The Yellen-led FSOC has the capacity to label stablecoins and its issuers as systemically important, which would put affected parties under the Federal Reserve’s purview. Stablecoins have surpassed $100 billion in market value, with Tether accounting for about 60% of that, Reuters reported.
In her letter, Warren listed five risks she sees stemming from an under-regulated crypto market: exposure to hedge funds, risks to banks, risks from decentralized finance, threats that stablecoins pose and the role of crypto in cyberattacks.
The letter came on a day the Senate Banking Committee held a hearing on the merits and dangers of crypto currencies, in which lawmakers from the two major political parties took starkly opposing views.
"The last thing we should do is regulate these innovators into oblivion," Sen. Steve Daines, R-MT, said at the hearing, according to American Banker.
Warren, meanwhile, said, “All the warning signs are flashing — the hype, the volatility, the wild claims that turn out to be false.
“Regulators need to do their job and step in before it's too late,” she added.
Changes coming at Binance
While regulators are being urged to act quickly, some companies in the digital asset space are heeding that advice. Crypto exchange Binance is searching for a new CEO, founder Changpeng Zhao said Tuesday in a conference call, according to Bloomberg.

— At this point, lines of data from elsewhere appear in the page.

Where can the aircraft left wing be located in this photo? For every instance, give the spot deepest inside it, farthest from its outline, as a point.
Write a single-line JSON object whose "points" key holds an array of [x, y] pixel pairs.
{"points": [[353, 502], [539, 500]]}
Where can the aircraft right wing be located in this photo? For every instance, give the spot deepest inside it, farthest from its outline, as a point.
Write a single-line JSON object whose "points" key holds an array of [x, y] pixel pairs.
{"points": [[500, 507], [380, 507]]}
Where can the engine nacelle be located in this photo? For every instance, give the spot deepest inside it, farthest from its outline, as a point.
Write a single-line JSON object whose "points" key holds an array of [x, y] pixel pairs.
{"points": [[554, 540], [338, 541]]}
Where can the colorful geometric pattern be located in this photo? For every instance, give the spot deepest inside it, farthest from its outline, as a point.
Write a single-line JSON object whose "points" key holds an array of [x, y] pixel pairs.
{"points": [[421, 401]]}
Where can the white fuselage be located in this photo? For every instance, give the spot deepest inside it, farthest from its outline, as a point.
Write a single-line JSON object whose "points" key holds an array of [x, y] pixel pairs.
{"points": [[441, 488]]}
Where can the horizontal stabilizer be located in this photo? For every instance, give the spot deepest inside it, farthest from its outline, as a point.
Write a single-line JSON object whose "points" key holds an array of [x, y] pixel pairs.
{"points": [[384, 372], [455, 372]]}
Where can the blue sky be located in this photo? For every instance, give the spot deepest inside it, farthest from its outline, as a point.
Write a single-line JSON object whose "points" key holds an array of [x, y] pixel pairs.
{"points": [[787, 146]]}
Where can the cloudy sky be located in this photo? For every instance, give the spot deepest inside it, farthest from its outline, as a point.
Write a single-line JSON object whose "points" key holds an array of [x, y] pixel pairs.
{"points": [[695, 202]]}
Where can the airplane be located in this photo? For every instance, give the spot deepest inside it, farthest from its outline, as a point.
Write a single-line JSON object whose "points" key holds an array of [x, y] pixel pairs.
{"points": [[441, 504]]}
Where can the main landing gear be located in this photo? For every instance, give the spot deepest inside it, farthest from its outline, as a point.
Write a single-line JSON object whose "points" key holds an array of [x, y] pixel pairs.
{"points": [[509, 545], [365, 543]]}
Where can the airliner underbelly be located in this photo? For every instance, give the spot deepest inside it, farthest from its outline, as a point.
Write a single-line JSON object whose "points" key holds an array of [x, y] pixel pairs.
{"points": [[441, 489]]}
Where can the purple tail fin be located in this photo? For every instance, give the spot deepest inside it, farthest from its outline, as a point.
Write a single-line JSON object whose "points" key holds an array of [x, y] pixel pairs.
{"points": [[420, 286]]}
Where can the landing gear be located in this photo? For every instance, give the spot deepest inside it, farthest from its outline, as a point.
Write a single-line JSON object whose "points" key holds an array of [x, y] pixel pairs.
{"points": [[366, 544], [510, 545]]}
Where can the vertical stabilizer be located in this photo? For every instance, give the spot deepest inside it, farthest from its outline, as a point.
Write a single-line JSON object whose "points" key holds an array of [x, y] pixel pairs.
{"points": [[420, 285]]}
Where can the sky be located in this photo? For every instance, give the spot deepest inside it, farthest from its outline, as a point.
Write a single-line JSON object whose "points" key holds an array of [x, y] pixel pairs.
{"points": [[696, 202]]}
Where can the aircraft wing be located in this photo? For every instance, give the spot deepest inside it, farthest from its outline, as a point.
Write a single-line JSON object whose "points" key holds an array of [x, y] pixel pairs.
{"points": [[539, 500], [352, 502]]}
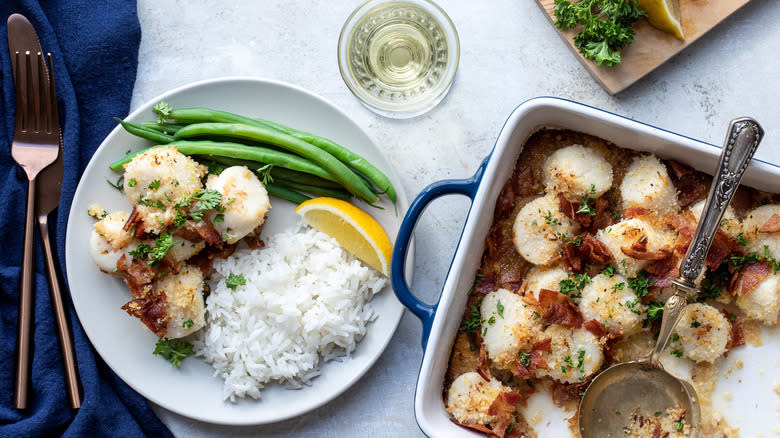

The company aims to appoint compliance experts as regional CEOs, Zhao said, and — in a move away from its long-running status as a decentralized organization — to establish multiple headquarters around the world. The company is also applying for licenses “everywhere,” Zhao said, according to the wire service.
Binance drew flak last month when the U.K.’s leading regulator, the Financial Conduct Authority, ordered the exchange to stop all regulated activities in Britain. But some of its affiliates have already been hiring compliance experts in the C-suite. Former Acting Comptroller of the Currency Brian Brooks joined Binance.US as CEO on May 1 and he, in turn, hired Manny Alvarez, former commissioner of California’s Department of Financial Protection and Innovation, to oversee risk, compliance and Binance.US’s legal function.
“Longer term, playing within the rules, 100% compliant, it’s much better to play within the confines of that,” Zhao said Tuesday. “That trade-off is very, very clear.”